Dieses Hobby ist mir aber vergangen, als ich Andrew Morgan’s „The True Cost“ gesehen habe ̶ ein ausgezeichneter Dokumentarfilm, der die Ausmaße der „Fast Fashion“ Kleiderindustrie sowie die Bedingungen, unter denen diese Mode hergestellt werden, sehr gut einfängt.
Die Modeindustrie ist größer als je zuvor und mit jährlichen Einnahmen einzelner Konzerne im Milliardenbereich handelt es sich um eine jährlich fast drei Billionen-schwere Branche. Der weltweite Modekonsum beläuft sich auf 80 Milliarden neue Kleidungsstücke pro Jahr. Das sind 400 % mehr als noch vor zwei Jahrzehnten. Weltweit gibt es um die 40 Millionen Textilarbeiter und -arbeiterinnen. Sie gehören zu den am schlechtesten bezahlten Arbeitskräften der Welt, wobei ungefähr 85% von ihnen Frauen sind.

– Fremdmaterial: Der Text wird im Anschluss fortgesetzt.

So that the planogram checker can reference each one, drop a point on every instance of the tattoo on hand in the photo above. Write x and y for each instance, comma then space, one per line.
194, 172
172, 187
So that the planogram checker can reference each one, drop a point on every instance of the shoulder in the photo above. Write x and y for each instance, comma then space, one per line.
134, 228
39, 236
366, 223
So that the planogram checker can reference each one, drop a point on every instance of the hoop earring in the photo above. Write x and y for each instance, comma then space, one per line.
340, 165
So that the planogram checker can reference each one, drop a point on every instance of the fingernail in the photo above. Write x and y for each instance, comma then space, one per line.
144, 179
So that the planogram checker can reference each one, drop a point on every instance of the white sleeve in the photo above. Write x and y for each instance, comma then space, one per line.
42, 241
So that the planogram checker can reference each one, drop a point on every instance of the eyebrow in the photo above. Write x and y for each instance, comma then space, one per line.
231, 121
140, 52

Diese Zahlen sind der breiten Öffentlichkeit nicht bekannt, vor allem darum, weil die Industrie besonderen Wert darauf legt, diese nicht publik zu machen. Trotzdem frage ich mich, warum ich nicht schon früher die Herkunft meiner Kleidung hinterfragte. Wir alle kennen die „Made in Bangladesh“ Schilder, die hinten in unseren Kleidungsstücken eingenäht sind. Wir alle wissen, mehr oder weniger, dass die Bedingungen, unter denen diese Mode hergestellt wird, nicht toll sind. Trotzdem fiel es mir sehr leicht, jahrelang darüber hinwegzusehen.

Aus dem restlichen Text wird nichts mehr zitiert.